Hydroelectric power or hydroelectricity is nothing but using water to generate electricity. Hydroelectricity is widely produced and is one of the most common electricity generating methods. It is also the most popular renewable energy source. It is estimated that hydroelectric power accounts for 19% of world electricity production and makes up 63% of the total electricity produced from renewable sources.
Hydroelectric power is generated using the potential and kinetic energy of water. Water is stored by building dams at select sites of water bodies. Therefore, dams store the potential energy of water. To generate electricity, the potential energy is converted to kinetic energy when the water in the dam passes from a great height, over turbines connected to a generator. The amount of electricity produced will depend on the volume of water involved and the height from which it flows.

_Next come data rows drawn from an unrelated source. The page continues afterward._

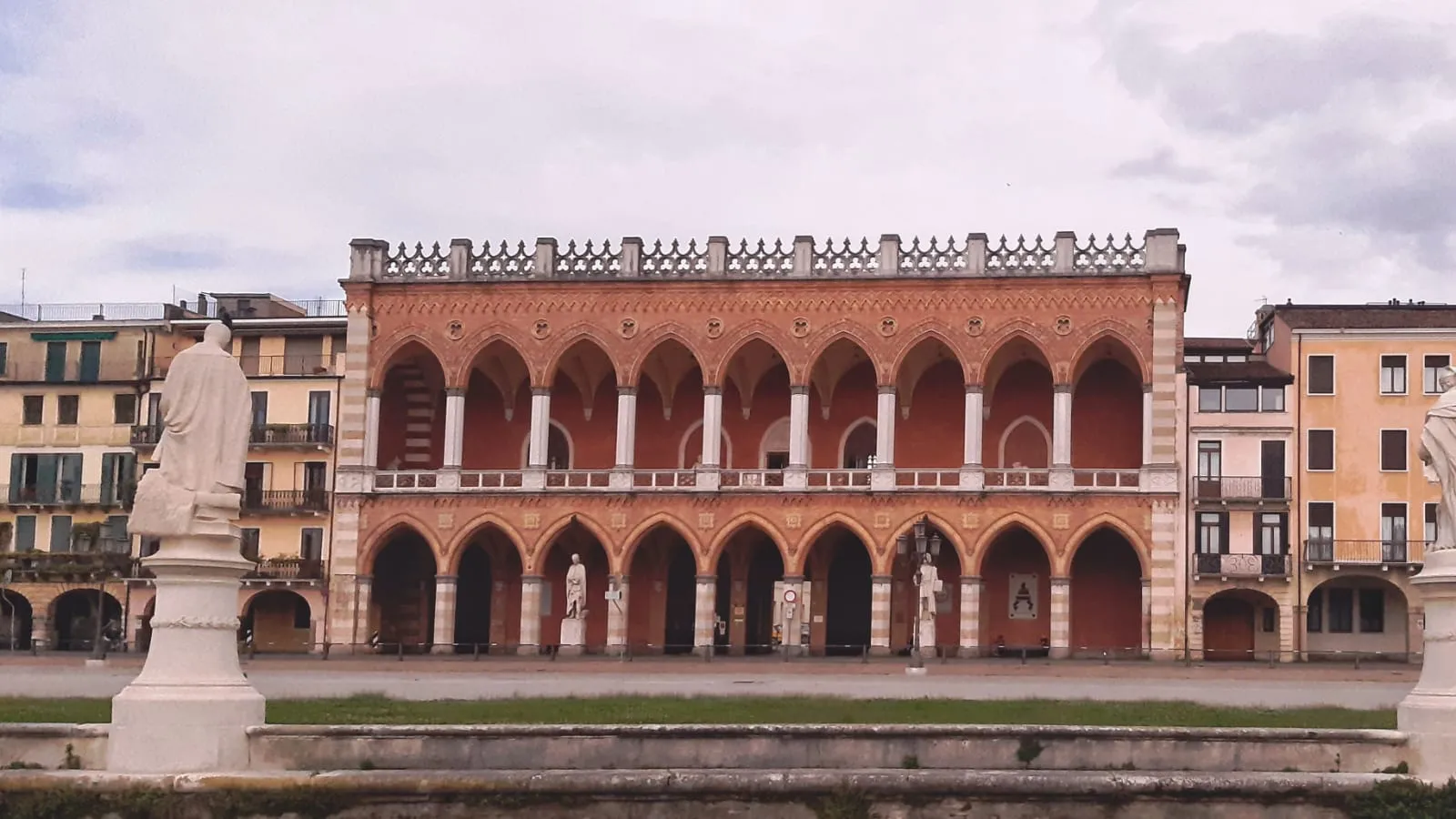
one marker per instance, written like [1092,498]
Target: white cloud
[242,147]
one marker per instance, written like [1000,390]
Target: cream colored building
[1363,511]
[293,356]
[73,379]
[1239,458]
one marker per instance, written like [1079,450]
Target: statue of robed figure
[206,416]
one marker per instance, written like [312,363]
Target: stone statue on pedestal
[206,417]
[928,581]
[1439,455]
[575,589]
[191,707]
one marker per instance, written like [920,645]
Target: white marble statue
[928,581]
[575,589]
[206,414]
[1439,455]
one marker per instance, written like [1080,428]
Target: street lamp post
[919,542]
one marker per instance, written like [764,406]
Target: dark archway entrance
[15,622]
[405,593]
[841,591]
[664,588]
[278,620]
[488,593]
[1107,596]
[75,618]
[1016,593]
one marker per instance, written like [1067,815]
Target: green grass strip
[743,710]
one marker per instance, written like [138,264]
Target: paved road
[459,681]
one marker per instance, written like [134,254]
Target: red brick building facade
[509,407]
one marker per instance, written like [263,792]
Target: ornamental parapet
[970,256]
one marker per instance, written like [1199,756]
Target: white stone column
[1062,428]
[618,618]
[443,639]
[713,439]
[1145,636]
[531,614]
[541,429]
[883,477]
[626,428]
[1148,424]
[973,475]
[880,614]
[455,428]
[371,405]
[191,707]
[703,618]
[970,617]
[713,428]
[1060,617]
[623,462]
[797,477]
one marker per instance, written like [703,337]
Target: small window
[252,541]
[33,410]
[1212,532]
[1271,399]
[67,410]
[1210,399]
[1392,375]
[1321,450]
[1321,375]
[1241,399]
[1321,522]
[1341,611]
[1431,373]
[1372,611]
[1392,450]
[124,409]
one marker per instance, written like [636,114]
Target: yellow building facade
[73,380]
[1363,511]
[293,358]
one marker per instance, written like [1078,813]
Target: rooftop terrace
[975,256]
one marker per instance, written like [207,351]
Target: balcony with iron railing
[288,569]
[1232,490]
[1229,566]
[752,480]
[1365,552]
[288,501]
[309,436]
[69,496]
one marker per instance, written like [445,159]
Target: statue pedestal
[928,647]
[191,707]
[1429,712]
[572,636]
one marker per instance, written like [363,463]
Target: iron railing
[1373,552]
[1242,566]
[262,501]
[1230,489]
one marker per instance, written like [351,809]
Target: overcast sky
[1305,147]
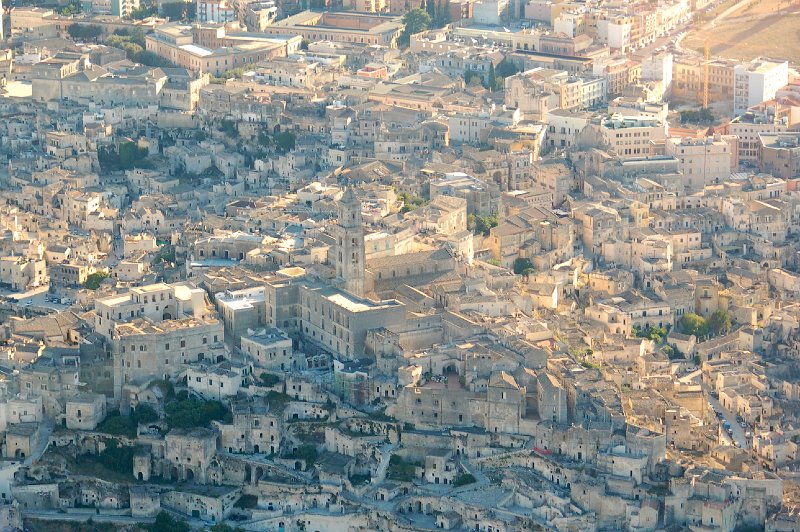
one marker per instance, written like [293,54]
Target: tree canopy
[84,32]
[481,225]
[190,412]
[691,323]
[94,280]
[414,21]
[178,10]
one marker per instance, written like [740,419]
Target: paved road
[83,517]
[727,415]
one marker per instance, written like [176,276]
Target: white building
[489,11]
[704,161]
[756,82]
[632,136]
[658,67]
[215,11]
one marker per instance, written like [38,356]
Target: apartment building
[216,50]
[632,136]
[704,161]
[779,154]
[220,11]
[756,82]
[363,28]
[748,126]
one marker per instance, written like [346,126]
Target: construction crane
[706,52]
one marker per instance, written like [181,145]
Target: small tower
[349,234]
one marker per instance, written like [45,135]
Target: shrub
[400,469]
[190,412]
[268,379]
[94,280]
[464,479]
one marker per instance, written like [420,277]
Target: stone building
[85,411]
[188,454]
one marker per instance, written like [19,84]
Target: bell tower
[349,234]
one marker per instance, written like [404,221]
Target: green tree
[469,75]
[166,523]
[144,413]
[481,225]
[463,479]
[117,457]
[85,32]
[178,10]
[190,412]
[691,323]
[442,14]
[229,128]
[94,280]
[506,68]
[73,8]
[719,322]
[143,12]
[400,469]
[491,82]
[414,21]
[430,8]
[268,379]
[130,154]
[523,266]
[285,141]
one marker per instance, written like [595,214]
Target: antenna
[706,51]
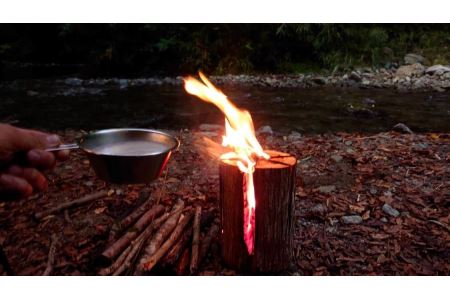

A typical hydroelectric power plant comprises of a dam, supply pipes called penstocks, turbines (powerhouse), generator or electrical substation, and a reservoir. The penstocks are used to increase the height of water flow over the turbines while the reservoir collects the water to feed to the dam. Some hydroelectric plants do not use reservoirs. Instead, a river is diverted from its natural course so that water can flow over the turbines. This type of plant is called a run-of-river plant.
The main reason why hydroelectricity is popular is its cost effectiveness. Hydroelectric plants require less infrastructure costs than other electricity generating sources like nuclear energy and coal. The cost of producing electricity from water works out to around 25 cents per kWh (kilowatt hour). Another factor contributing to cost savings is that a hydroelectric plant can remain operational for 50 to 100 years.
As electricity production only requires a steady supply of water, hydroelectric power is a renewable resource and is virtually inexhaustible. Running a hydroelectric power plant does not require any additional non-renewable fuel sources, which minimizes the production of greenhouse gases like carbon dioxide.
The major drawback of constructing a hydroelectric power plant is the damage to the local ecosystem. Building dams changes the natural course of a river, thereby affecting the aquatic populations in the river. It also alters the levels of gases like oxygen and carbon dioxide and minerals in the river, which impacts the local flora and fauna. Run-of-the-river hydroelectric plants have the least impact on the environment as they do not affect the eco-system.